Julián Quirós-ABC
- Cuando los de Sánchez acusan de golpismo al poder judicial y a los medios de comunicación en realidad hacen una proyección de sus propias intenciones
Ya hemos vivido culebrones en los que la descomposición del poder se precipita; de repente, todo se junta a la manera de aluvión y se desencadena una serie de actos que produce un enorme vértigo y el poder pierde el control de los acontecimientos: los años finales del felipismo o del suarismo, la Valencia de Camps o las Baleares de Matas, la Gürtel de Rajoy, los espasmos del chavismo andaluz, el epílogo de los Pujol… Sucede cuando al poder le llega su hora y muere de pura fatiga, noqueado.
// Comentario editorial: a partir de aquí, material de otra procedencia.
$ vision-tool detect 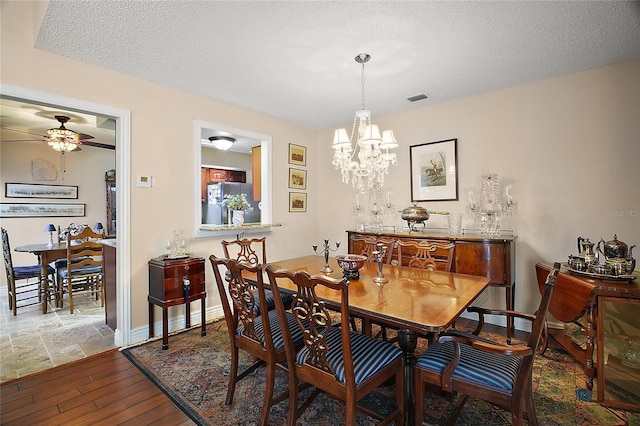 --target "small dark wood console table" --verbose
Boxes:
[147,256,207,349]
[536,263,640,410]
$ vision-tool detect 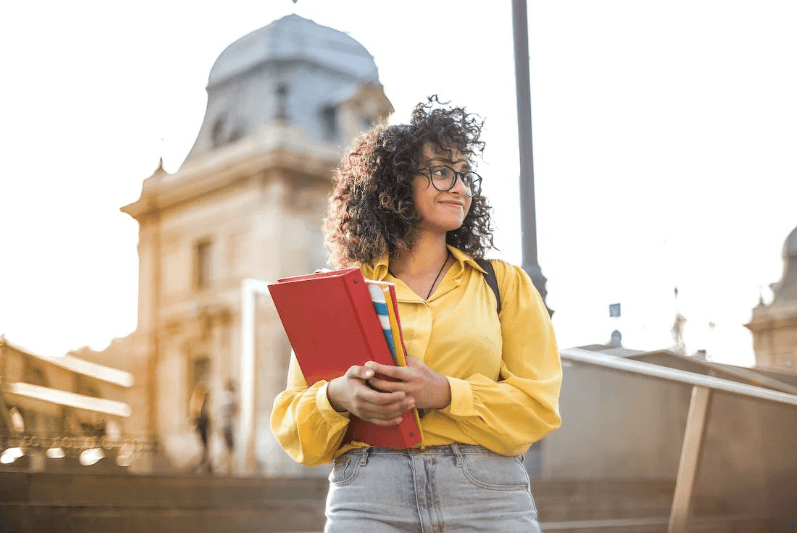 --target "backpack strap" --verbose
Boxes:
[476,258,501,314]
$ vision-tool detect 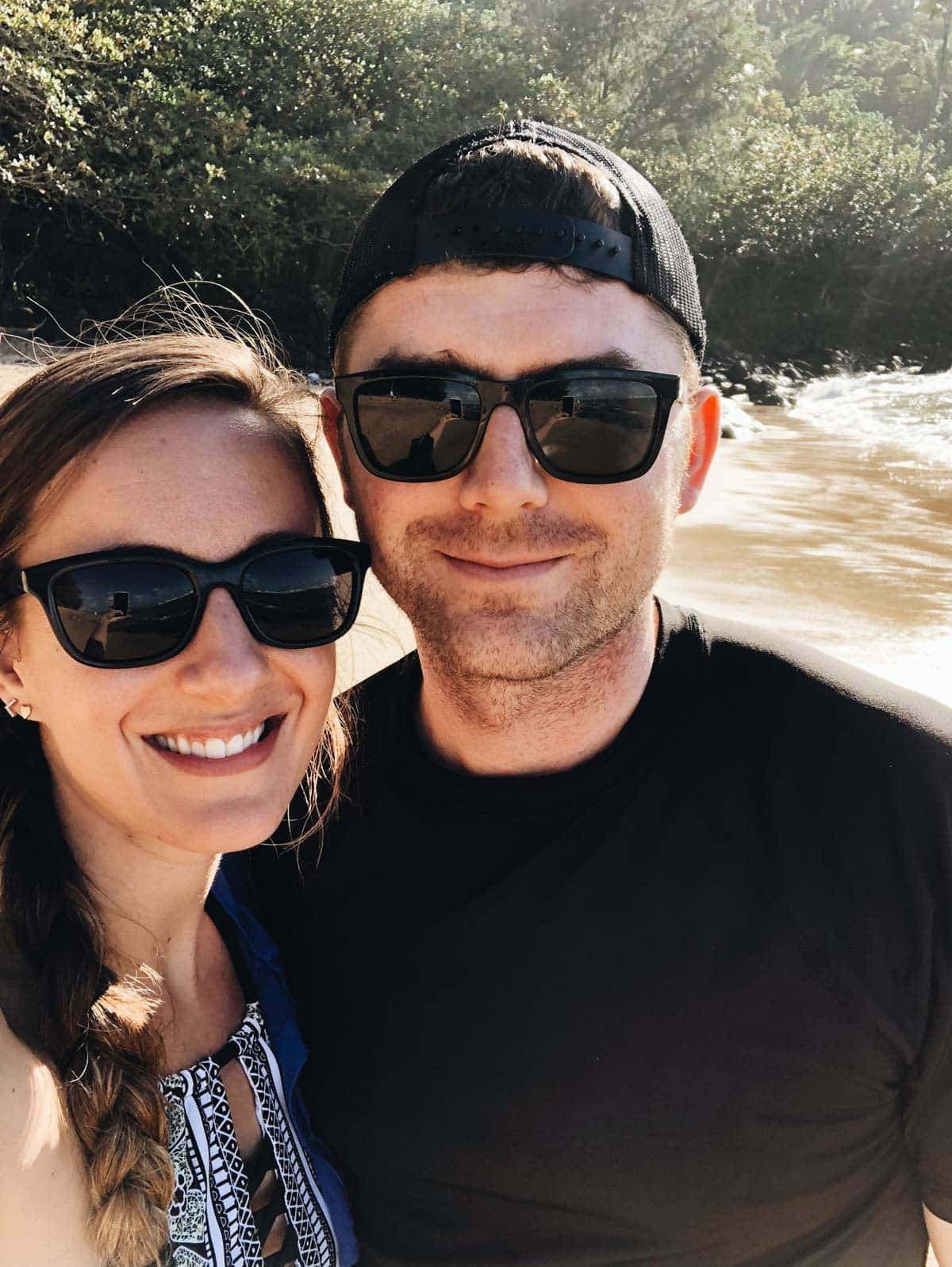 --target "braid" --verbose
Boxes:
[0,726,174,1267]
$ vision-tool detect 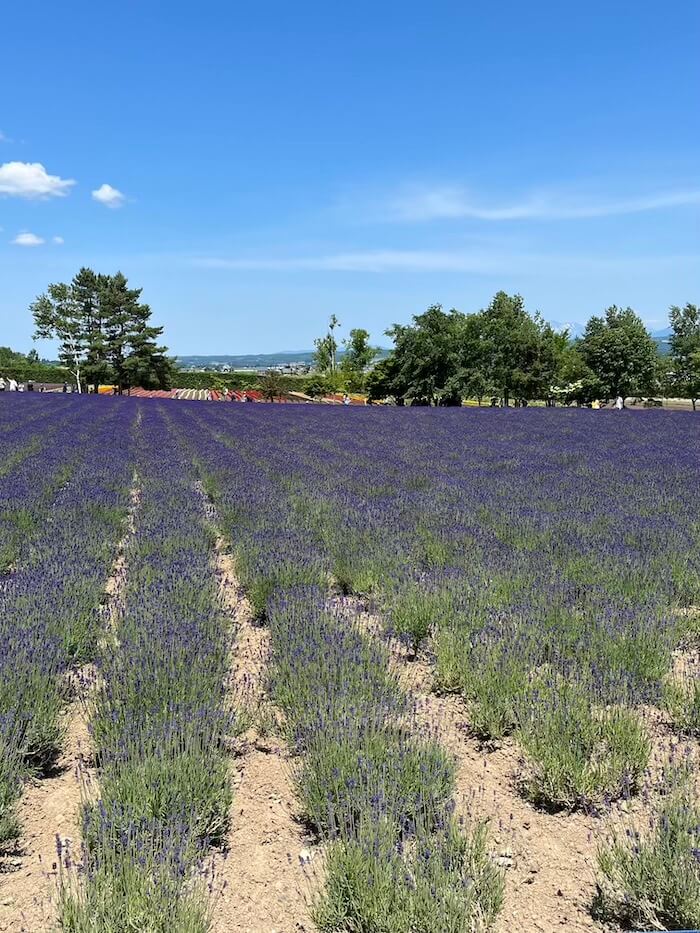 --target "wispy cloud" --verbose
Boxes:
[385,187,700,221]
[192,249,700,276]
[0,162,75,199]
[92,184,126,209]
[12,230,45,246]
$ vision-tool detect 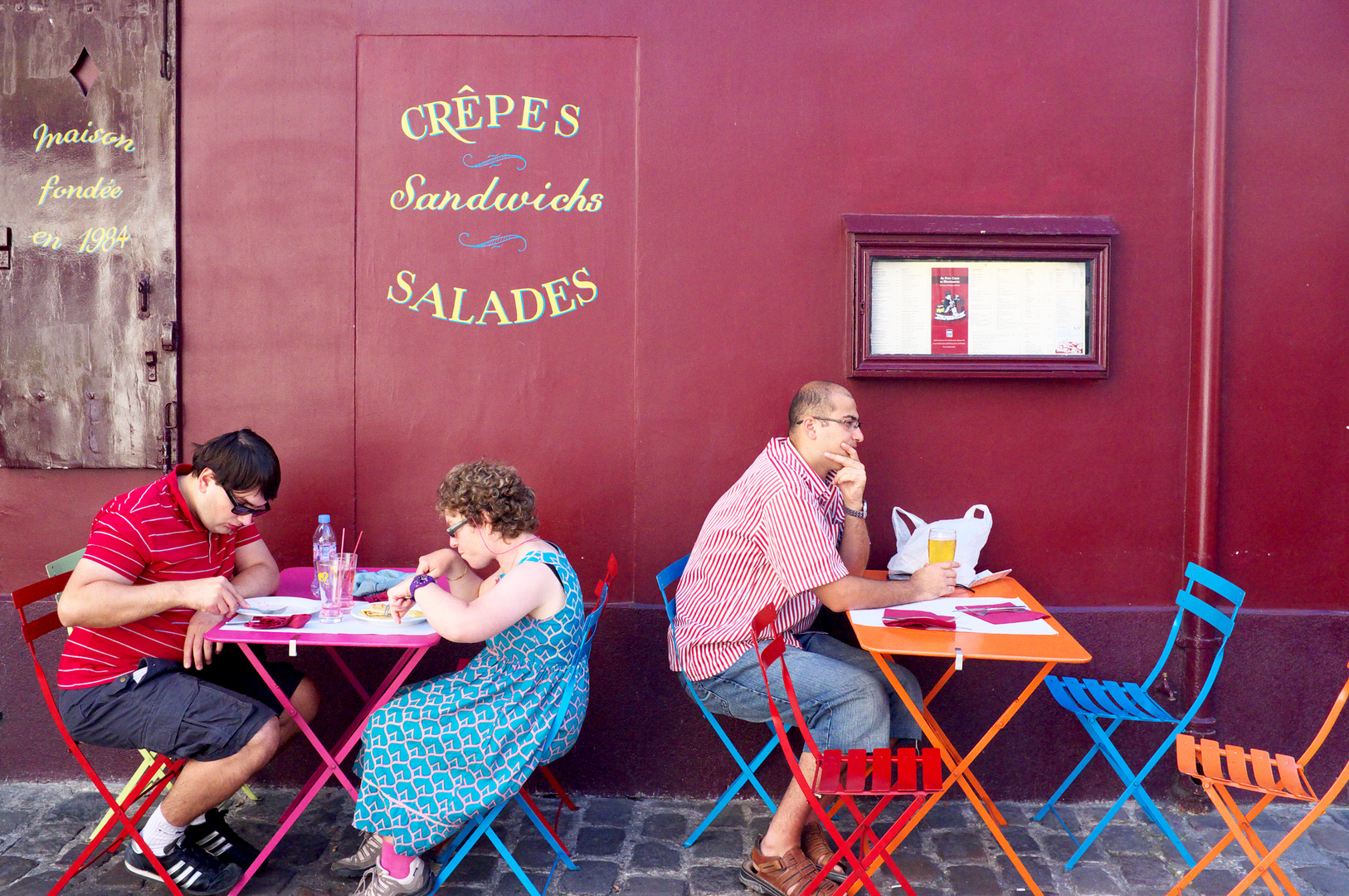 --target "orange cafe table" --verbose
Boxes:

Lo hemos vivido, sí, pero con la novedad de que ahora ese poder acorralado decide usar un último cartucho, barbarizando a un sector del electorado para que se alce contra los mecanismos de vigilancia del Estado de derecho, animando una especie de rebelión en las plazuelas digitales, persuadiendo a sus votantes de que están siendo víctimas de una investigación ilegal. O sea, imitando a Trump. Cuando los de Sánchez acusan de golpismo al poder judicial y a los medios de comunicación en realidad hacen una proyección de sus propias intenciones. Cambian la rendición de cuentas por la impunidad; se proclaman intocables.